Bormann                  Expires 27 January 2025                [Page 9]
Internet-Draft                  CBOR CDE                       July 2024

Appendix B.  Implementers' Checklists

   This appendix is informative.  It provides brief checklists that
   implementers can use to check their implementations.  It uses RFC2119
   language, specifically the keyword MUST, to highlight the specific
   items that implementers may want to check.  It does not contain any
   normative mandates.  This appendix is informative.

   Notes:

   *  This is largely a restatement of parts of Section 4 of RFC 8949
      [STD94].  The purpose of the restatement is to aid the work of
      implementers, not to redefine anything.

      Preferred Serialization Encoders and Decoders as well as CDE
      Encoders and Decoders have certain properties that are expressed
      using RFC2119 keywords in this appendix.

   *  Duplicate map keys are never valid in CBOR at all (see list item
      "Major type 5" in Section 3.1 of RFC 8949 [STD94]) no matter what
      sort of serialization is used.  Of the various strategies listed
      in Section 5.6 of RFC 8949 [STD94], detecting duplicates and
      handling them as an error instead of passing invalid data to the
      application is the most robust one; achieving this level of
      robustness is a mark of quality of implementation.

   *  Preferred serialization and CDE only affect serialization.  They
      do not place any requirements, exclusions, mappings or such on the
      data model level.  Application profiles such as dCBOR are
      different as they can affect the data model by restricting some
      values and ranges.

   *  CBOR decoders in general are not required to check for preferred
      serialization or CDE and reject inputs that do not fulfill their
      requirements.  However, in an environment that employs
      deterministic encoding, employing non-checking CBOR decoders
      negates many of its benefits.  Decoder implementations that
      advertise "support" for preferred serialization or CDE need to
      check the encoding and reject input that is not encoded to the
      encoding specification in use.  Again, application profiles such
      as dCBOR may pose additional requirements, such as requiring
      rejection of non-conforming inputs.

      If a generic decoder needs to be used that does not "support" CDE,
      a simple (but somewhat clumsy) way to check for proper CDE
      encoding is to re-encode the decoded data and check for bit-to-bit
      equality with the original input.

Bormann                  Expires 27 January 2025               [Page 10]
Internet-Draft                  CBOR CDE                       July 2024

B.1.  Preferred Serialization

   In the following, the abbreviation "ai" will be used for the 5-bit
   additional information field in the first byte of an encoded CBOR
   data item, which follows the 3-bit field for the major type.

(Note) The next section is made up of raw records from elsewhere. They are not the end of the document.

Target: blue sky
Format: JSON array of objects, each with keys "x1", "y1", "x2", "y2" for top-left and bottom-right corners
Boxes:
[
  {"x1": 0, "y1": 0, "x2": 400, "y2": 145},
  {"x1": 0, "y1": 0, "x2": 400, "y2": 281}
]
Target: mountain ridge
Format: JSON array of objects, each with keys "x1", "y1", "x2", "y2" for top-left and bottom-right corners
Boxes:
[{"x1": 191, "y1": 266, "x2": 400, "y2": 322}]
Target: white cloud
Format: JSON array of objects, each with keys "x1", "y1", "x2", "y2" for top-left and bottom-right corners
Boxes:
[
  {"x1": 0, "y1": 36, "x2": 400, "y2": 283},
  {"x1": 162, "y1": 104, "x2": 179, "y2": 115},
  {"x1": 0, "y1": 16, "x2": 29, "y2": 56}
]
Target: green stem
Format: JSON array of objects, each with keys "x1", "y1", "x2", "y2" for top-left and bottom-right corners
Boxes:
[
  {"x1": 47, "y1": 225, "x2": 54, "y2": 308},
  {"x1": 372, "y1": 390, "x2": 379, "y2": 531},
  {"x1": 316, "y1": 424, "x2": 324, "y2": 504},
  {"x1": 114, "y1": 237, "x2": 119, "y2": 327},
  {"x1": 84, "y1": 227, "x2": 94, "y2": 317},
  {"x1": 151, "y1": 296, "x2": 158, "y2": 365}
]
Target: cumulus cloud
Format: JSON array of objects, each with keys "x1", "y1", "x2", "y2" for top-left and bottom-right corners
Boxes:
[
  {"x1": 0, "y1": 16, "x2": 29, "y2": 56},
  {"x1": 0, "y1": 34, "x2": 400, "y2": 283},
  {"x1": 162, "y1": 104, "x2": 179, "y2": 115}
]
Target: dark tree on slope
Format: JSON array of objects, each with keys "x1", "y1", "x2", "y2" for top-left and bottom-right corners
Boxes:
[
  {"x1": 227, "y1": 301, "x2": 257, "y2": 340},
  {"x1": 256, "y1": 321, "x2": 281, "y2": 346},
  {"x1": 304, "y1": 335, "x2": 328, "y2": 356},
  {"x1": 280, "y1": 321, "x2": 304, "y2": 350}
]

B.1.1.  Preferred Serialization Encoders

   1.  Shortest-form encoding of the argument MUST be used for all major
       types.  Major type 7 is used for floating-point and simple
       values; floating point values have its specific rules for how the
       shortest form is derived for the argument.  The shortest form
       encoding for any argument that is not a floating point value is:

       *  0 to 23 and -1 to -24 MUST be encoded in the same byte as the
          major type.

       *  24 to 255 and -25 to -256 MUST be encoded only with an
          additional byte (ai = 0x18).

       *  256 to 65535 and -257 to -65536 MUST be encoded only with an
          additional two bytes (ai = 0x19).

       *  65536 to 4294967295 and -65537 to -4294967296 MUST be encoded
          only with an additional four bytes (ai = 0x1a).

   2.  If floating-point numbers are emitted, the following apply:

       *  The length of the argument indicates half (binary16, ai =
          0x19), single (binary32, ai = 0x1a) and double (binary64, ai =
          0x1b) precision encoding.  If multiple of these encodings
          preserve the precision of the value to be encoded, only the
          shortest form of these MUST be emitted.  That is, encoders
          MUST support half-precision and single-precision floating
          point.

       *  [IEEE754] Infinites and NaNs, and thus NaN payloads, MUST be
          supported, to the extent possible on the platform.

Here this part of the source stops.